However, it is also for example possible to train only classifier network K, based on an already pre-trained encoder ƒ_θ(x) that is held fixed in its configuration. Further training of the pre-trained encoder ƒ_θ(x) to a limited extent is also possible.

Regardless of which variant is selected, the training described above of encoder ƒ_θ(x) results in a significant increase of the classification accuracy for test or validation data that were not used during the training.

This better classification accuracy can immediately be converted into better performance in technical applications that make use of the classification. Thus, in a further particularly advantageous embodiment, a control signal is formed from the classification score or scores. A vehicle and/or a system for quality control of products manufactured in series, and/or a system for monitoring regions, is controlled using this control signal. The operation of these systems relies particularly strongly on a reliable classification of the inputted data. The increase in this regard of the accuracy thus has the effect that, in a larger number of situations, the systems carry out a reaction that is appropriate to the respective situation acquired by measurement in the form of the measurement data.

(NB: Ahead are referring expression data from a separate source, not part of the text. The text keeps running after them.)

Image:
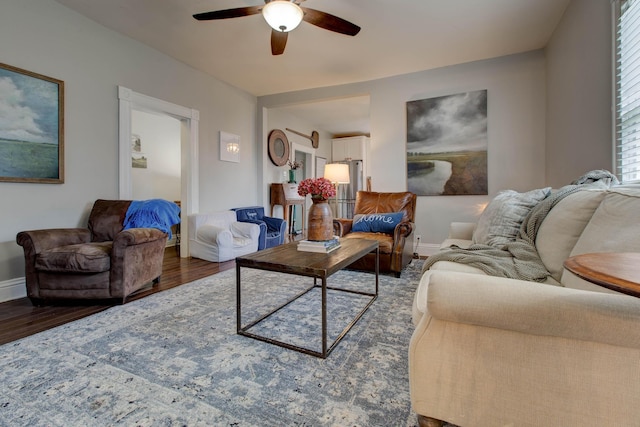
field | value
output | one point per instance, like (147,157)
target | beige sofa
(496,351)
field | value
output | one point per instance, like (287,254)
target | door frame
(189,118)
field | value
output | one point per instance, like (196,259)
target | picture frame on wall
(229,147)
(447,145)
(32,127)
(138,158)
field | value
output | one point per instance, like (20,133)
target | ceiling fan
(283,16)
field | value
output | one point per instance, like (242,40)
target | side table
(618,271)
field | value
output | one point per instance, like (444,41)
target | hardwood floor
(19,318)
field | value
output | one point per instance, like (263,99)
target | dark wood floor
(19,318)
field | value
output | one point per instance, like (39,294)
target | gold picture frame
(32,136)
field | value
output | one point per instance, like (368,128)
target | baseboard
(13,289)
(426,249)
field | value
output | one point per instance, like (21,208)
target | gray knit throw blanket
(519,259)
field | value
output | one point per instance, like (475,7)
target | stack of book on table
(322,246)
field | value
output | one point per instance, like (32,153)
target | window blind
(628,90)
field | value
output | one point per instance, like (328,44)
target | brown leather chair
(396,247)
(102,261)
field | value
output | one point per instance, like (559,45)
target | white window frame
(627,90)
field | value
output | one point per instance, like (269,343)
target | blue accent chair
(272,230)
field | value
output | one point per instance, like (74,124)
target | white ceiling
(397,37)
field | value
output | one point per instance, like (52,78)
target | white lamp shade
(282,15)
(337,173)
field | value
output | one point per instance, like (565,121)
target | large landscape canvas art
(31,127)
(447,145)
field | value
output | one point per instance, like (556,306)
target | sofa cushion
(614,227)
(501,220)
(214,235)
(81,258)
(562,227)
(376,223)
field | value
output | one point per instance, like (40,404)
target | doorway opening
(130,101)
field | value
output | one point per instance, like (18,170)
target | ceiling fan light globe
(282,15)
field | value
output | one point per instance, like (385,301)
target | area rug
(174,359)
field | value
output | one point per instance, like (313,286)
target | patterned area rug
(174,359)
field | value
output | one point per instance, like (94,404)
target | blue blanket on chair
(153,213)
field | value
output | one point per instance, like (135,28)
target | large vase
(320,224)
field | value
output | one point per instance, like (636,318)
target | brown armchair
(102,261)
(396,246)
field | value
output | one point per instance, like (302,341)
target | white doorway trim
(189,119)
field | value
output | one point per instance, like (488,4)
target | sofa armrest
(262,235)
(38,240)
(342,226)
(461,230)
(138,236)
(533,308)
(275,224)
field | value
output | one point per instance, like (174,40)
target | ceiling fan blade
(228,13)
(278,42)
(329,22)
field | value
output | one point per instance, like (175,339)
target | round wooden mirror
(278,147)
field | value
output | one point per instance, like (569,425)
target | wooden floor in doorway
(19,318)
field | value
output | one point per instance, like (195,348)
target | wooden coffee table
(618,271)
(287,259)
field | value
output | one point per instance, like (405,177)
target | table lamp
(337,173)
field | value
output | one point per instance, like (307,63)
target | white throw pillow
(501,220)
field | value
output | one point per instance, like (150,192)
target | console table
(618,271)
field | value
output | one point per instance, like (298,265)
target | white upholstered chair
(219,236)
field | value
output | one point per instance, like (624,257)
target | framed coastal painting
(31,127)
(447,145)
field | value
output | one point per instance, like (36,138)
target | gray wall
(549,117)
(44,37)
(516,108)
(579,98)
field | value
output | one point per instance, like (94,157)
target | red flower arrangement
(319,188)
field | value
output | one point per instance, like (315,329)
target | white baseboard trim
(426,249)
(13,289)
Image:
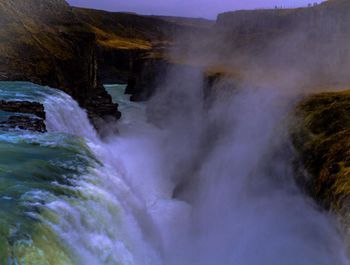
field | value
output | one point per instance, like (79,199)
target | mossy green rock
(321,135)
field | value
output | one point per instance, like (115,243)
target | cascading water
(179,185)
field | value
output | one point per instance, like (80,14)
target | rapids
(180,184)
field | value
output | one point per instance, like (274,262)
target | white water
(238,205)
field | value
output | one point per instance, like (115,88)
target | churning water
(181,184)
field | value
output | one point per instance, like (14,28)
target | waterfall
(183,185)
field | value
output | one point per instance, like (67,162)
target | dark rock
(29,115)
(27,107)
(24,123)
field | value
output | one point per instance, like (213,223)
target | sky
(190,8)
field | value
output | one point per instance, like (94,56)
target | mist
(218,182)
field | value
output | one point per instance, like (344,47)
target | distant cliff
(43,42)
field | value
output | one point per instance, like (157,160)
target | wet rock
(24,123)
(29,115)
(27,107)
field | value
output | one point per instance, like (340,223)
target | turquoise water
(68,197)
(59,204)
(36,170)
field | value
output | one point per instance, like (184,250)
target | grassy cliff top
(321,135)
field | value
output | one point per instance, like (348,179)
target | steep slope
(42,41)
(321,136)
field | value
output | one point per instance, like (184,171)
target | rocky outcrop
(27,107)
(146,75)
(23,123)
(46,44)
(321,137)
(26,116)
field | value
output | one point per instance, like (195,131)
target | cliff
(42,41)
(321,137)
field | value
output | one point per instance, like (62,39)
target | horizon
(182,8)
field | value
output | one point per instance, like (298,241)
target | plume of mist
(216,177)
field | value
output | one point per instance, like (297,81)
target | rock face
(23,107)
(24,123)
(26,116)
(321,136)
(43,42)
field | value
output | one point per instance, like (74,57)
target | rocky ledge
(321,137)
(26,116)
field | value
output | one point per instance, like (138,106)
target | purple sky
(193,8)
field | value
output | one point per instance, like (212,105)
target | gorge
(232,150)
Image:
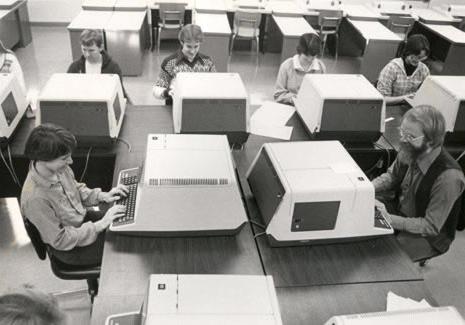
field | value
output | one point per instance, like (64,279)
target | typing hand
(115,194)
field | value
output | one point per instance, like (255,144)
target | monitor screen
(117,108)
(10,109)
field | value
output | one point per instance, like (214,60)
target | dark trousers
(90,255)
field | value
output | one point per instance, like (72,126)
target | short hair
(48,142)
(415,44)
(190,33)
(309,44)
(90,37)
(431,121)
(30,308)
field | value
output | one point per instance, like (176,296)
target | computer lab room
(256,162)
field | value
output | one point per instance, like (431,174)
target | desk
(86,19)
(105,5)
(447,45)
(127,38)
(290,29)
(372,41)
(14,23)
(217,34)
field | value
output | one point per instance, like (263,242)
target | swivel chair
(62,270)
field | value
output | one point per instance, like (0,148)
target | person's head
(92,44)
(51,145)
(190,37)
(423,128)
(30,308)
(309,46)
(416,49)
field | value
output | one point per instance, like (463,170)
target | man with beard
(426,184)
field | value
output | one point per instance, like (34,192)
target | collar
(38,179)
(424,162)
(180,57)
(313,67)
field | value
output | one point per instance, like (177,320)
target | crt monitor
(91,106)
(211,103)
(13,104)
(447,94)
(313,192)
(341,107)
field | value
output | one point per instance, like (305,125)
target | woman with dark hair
(57,204)
(292,71)
(402,76)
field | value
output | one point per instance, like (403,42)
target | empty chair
(400,25)
(329,21)
(246,26)
(171,18)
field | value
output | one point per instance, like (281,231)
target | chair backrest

The training described in accordance with the present invention above also makes it possible to distinguish, using the parameterized function ƒ_θ(x), whether an arbitrary data sample x′ belongs to the distribution defined by the set X of training samples x. This examination is important in order to assess whether a system that uses the encoder ƒ_θ(x) is still operating within the spectrum of input data for which this system (and here in particular the encoder ƒ_θ(x)) was trained. If, for example, an image classifier for traffic signs that uses the encoder ƒ_θ(x) is presented with a traffic sign that was newly introduced after the training, in this way it can be recognized that the training does not cover this newly introduced traffic sign.

For example, the traffic sign “environmental zone” is borrowed from the traffic sign “Tempo 30 zone,” in that the “30” is exchanged for the word “environment.” If the output of the image classifier were to be indiscriminately further processed, this could have the result that the traffic sign is incorrectly recognized as “Tempo 30 zone,” and for example a self-driving vehicle, on a city expressway having an 80 km/h speed limit, suddenly brakes to 30 km/h. If, in contrast, it is recognized that the traffic sign does not fit into the originally trained distribution of traffic signs, such surprises can be avoided.

Therefore, in an advantageous embodiment of the present invention, data samples x from a set R that belong to different classes of a specified classification are mapped onto representations z with the trained parameterized function ƒ_θ(x).

For each of these classes, a distribution of the representations z produced from data samples x of this class are ascertained. At least one query data sample x′ is mapped onto a representation z′ with the trained parameterized function ƒ_θ(x).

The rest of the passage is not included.